原題:『Bohemian Rhapsody』
監督:ブライアン・シンガー(デクスター・フレッチャー)
脚本:アンソニー・マクカーテン
撮影:ニュートン・トーマス・サイジェル
出演:ラミ・マレック/ルーシー・ボイントン/グウィリム・リー/ベン・ハーディ/ジョゼフ・マゼロ
2018年/イギリス・アメリカ
「ボヘミアン・ラプソディ」の「真実」について
個人的にはフレディ・マーキュリーの死に際の混乱した有様を知りたかったのではあるが、「ライブ・エイド」をクライマックスにもってきた点は「ボヘミアン・ラプソディ(=自由奔放な狂想曲)」というタイトル通りの破天荒なフレディの人生をわかりやすくまとめる上においては良かったのだと思う。
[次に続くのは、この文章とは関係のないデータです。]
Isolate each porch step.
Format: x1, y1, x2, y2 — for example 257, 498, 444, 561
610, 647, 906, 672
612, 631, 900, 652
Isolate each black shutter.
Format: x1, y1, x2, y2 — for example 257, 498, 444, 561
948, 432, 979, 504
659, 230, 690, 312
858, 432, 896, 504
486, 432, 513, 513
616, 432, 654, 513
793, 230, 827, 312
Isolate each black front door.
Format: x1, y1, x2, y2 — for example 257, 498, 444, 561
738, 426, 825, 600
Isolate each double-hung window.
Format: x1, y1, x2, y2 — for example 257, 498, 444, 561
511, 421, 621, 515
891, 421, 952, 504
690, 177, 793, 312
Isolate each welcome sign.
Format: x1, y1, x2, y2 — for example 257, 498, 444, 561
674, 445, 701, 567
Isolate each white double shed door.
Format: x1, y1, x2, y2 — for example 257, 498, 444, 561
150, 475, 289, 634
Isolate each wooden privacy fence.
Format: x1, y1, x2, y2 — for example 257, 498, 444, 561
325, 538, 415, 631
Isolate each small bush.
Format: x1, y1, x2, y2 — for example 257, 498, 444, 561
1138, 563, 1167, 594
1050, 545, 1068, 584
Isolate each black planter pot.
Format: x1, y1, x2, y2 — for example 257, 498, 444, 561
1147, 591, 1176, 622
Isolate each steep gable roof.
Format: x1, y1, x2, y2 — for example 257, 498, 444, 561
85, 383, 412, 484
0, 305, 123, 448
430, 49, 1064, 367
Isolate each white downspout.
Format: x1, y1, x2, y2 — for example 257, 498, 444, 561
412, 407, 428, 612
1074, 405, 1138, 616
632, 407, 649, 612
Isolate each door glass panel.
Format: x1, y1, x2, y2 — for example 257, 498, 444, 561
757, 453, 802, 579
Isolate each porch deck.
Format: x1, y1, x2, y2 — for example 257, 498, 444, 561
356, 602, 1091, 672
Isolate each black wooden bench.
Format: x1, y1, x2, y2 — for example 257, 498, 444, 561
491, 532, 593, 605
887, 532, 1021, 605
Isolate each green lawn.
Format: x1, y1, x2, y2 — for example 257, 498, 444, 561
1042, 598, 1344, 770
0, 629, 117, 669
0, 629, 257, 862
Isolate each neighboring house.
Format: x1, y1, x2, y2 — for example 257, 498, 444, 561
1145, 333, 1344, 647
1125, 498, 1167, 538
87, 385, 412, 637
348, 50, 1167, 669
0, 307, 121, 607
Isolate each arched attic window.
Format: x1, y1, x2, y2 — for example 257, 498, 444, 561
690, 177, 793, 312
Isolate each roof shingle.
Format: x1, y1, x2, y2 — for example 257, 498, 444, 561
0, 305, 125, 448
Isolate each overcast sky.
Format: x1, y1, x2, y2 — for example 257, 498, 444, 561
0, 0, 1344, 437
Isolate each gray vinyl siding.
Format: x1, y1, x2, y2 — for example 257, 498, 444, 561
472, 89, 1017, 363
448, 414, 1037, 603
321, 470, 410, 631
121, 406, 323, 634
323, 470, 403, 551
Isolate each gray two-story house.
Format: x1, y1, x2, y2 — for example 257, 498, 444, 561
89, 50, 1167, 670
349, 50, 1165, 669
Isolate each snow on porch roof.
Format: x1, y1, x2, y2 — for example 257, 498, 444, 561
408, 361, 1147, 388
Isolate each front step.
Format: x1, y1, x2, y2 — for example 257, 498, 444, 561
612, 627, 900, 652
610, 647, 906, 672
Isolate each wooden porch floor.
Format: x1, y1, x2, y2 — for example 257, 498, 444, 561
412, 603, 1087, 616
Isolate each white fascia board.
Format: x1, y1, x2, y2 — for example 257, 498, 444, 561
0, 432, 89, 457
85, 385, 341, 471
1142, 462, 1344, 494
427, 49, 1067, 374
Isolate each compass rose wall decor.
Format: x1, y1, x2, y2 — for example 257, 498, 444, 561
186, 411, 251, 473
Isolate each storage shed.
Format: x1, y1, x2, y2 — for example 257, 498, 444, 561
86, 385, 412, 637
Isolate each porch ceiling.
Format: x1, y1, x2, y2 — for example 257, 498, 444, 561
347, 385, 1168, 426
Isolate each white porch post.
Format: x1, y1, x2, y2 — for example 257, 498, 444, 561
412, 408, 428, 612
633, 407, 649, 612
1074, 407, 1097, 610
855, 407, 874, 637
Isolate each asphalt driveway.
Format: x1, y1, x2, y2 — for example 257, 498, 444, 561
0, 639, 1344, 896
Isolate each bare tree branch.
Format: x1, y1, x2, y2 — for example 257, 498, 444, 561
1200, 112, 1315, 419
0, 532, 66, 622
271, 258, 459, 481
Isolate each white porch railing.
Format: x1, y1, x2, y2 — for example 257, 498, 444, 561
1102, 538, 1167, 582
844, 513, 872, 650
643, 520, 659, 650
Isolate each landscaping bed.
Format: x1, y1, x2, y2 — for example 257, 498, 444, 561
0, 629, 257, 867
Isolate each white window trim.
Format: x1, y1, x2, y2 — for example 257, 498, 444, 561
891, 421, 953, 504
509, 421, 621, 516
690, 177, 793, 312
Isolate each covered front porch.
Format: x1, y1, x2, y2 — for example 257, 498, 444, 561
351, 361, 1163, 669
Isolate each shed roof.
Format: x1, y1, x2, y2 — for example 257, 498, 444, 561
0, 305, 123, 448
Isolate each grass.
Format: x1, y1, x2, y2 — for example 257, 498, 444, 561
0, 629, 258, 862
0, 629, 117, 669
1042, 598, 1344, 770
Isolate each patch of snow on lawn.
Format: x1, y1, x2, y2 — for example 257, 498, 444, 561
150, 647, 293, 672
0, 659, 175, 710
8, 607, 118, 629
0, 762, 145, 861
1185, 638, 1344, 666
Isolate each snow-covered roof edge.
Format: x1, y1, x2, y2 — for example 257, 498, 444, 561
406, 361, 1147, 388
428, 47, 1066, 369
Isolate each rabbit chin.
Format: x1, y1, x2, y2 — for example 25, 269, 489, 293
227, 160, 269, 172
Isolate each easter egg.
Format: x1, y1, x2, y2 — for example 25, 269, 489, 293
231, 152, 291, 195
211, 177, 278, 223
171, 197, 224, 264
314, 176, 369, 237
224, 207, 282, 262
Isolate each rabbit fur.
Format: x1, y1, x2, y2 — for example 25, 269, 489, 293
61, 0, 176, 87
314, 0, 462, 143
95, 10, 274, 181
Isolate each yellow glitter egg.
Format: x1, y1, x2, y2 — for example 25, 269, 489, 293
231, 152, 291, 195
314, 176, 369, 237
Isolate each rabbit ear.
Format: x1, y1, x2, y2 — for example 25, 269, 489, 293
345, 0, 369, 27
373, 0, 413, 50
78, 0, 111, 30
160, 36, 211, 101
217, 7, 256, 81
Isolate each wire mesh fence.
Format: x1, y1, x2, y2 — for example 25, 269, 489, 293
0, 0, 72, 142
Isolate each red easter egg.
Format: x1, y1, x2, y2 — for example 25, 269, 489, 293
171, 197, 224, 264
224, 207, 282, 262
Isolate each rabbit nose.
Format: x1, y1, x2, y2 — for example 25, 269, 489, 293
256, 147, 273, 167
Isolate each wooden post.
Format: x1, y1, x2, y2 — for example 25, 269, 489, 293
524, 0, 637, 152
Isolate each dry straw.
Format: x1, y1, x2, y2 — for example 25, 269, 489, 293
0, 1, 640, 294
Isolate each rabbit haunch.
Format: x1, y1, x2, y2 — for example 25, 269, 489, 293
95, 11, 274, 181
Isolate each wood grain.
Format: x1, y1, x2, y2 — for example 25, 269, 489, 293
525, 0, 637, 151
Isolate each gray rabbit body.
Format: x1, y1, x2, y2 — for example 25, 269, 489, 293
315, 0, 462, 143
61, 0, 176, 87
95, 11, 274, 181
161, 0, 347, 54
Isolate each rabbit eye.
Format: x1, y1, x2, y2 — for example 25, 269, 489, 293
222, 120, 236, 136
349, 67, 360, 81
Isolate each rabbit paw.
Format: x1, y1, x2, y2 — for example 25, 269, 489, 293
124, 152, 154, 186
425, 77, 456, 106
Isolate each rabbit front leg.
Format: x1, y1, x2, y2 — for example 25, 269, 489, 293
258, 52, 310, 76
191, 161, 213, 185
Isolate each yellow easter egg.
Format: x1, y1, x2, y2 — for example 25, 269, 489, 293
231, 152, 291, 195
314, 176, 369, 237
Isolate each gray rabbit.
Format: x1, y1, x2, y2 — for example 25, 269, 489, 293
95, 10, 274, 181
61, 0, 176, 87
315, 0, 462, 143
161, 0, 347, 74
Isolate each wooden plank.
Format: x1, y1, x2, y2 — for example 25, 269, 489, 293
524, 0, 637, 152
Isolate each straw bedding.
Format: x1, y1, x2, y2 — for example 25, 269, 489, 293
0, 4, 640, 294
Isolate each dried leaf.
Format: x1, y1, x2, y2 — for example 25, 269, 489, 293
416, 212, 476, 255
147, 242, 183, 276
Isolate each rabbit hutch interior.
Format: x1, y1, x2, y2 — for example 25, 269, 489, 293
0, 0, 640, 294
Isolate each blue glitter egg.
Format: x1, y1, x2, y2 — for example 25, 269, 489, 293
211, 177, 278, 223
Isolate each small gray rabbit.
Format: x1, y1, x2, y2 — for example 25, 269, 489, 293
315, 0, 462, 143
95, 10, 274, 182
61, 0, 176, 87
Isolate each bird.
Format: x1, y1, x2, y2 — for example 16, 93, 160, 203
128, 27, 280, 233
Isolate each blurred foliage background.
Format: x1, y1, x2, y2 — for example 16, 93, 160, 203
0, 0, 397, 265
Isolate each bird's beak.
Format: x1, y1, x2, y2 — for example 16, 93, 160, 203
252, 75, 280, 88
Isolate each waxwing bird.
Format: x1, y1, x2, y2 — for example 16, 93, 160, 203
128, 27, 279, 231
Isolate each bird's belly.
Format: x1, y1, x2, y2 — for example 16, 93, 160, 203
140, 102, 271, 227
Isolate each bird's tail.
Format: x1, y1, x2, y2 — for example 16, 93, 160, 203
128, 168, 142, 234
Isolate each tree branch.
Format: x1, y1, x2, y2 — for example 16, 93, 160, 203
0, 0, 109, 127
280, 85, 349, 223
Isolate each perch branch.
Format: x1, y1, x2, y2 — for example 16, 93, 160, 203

何よりもクイーンの「ボヘミアン・ラプソディ」という謎めいた曲の真意が明らかにされたことが本作の収穫だと思うのだが、まずは和訳してみたいと思う。
「Bohemian Rhapsody」 Queen 日本語訳
これは実人生なのか?
それともただの空想なのか?
地滑りに巻き込まれたようで
現実から逃げ出せない
君は目を見開いて
空を見上げてみればいいんだ
僕はただの憐れな少年で
共感など必要とはしていない
だって僕は夢中になったとたんに冷めてしまうし
感情の起伏も適当な感じで
どっちにしたところで風は吹くのだから
それは僕にとっては重要なことではないんだ
(他の人はともかく)僕にとってはね
ママ、僕は「男性」というものを殺してしまった
彼の頭に銃口を突き付けて
僕が引き金を引いてしまったら
彼は死んでしまったんだ
ママ、人生が始まったばかりだというのに
「僕」は死んでしまい全てをなげうってしまったんだ
ママ、僕はあなたを泣かせるつもりはなかったけれど
もしも明日の今頃、僕がもう戻ってこなくても
まるで何事も起こらなかったかのように
人生を送って欲しい
「僕の時代」が来るのが遅すぎたようだ
僕は体の芯からぞくぞくさせられ
ずっと体がむずむずするんだ
みんな、さようなら
僕は行かなくてはならないんだ
全員を置き去りにしてでも真実と対峙しなければならないんだ
ママ、僕は死にたくはない
時々、僕は生まれてこなければよかったと思うんだ
僕には男の小さな影が見える
スカラムーシュ(からいばりする臆病者)よ
ファンダンゴを踊ってくれないか?
落雷と稲妻が僕を恐れさせる
ガリレオ
ガリレオ
ガリレオ
フィガロ(機知にあふれたうそつき)
マグ二フィコ(貴族)
でも僕は憐れな少年で誰にも愛されない
(彼は貧困層出身の憐れな少年)
(彼の命をこの極悪非道な状況から救ってやれよ)
夢中になったとたんに冷めてしまうのだから
僕を解放してくれないか?
(神にかけてでも俺たちはおまえを離さない)彼を解放してやれ
(神にかけてでも俺たちはおまえを離さない)彼を解放してやれ
(神にかけてでも俺たちはおまえを離さない)彼を解放してやれ
(俺たちはおまえを離さない)彼を解放してやれ
(俺たちはおまえを離さない)彼を解放してやれ
ダメだ
ママ、僕を解放してほしい
ベルゼブルという悪魔の首領が僕のために
一匹の悪魔を確保した
僕のために
だからおまえは僕に石をぶつけて
僕の目に唾を吐きかけられると思っているんだな
だからおまえは僕を愛せると思っているし
僕には見込みがないものとして見捨てることもできると思っているんだな
そんなことは僕に対してできないだろう?
ただ出て行けばいいんだ
こんな場所からすぐに出て行くべきなんだ
重要なことなど存在しないんだ
誰だって理解できるはずさ
それは僕にとっては重要なことではないんだ
どっちにしたところで風は吹くのだから
「ボヘミアン・ラプソディ」とはフレディ・マーキュリーが自分の「男性性」を「殺した」ことにより自分にとってはどうでもよかったのだが周囲が騒ぎ出し、ガリレオ・ガリレイのように異端審問にかけられ、イエス・キリストのように虐げられ、母親の期待には添えられなかったとしても、こんなつまらない世界から新たな世界へと抜け出して生きていくという宣言のような曲なのである。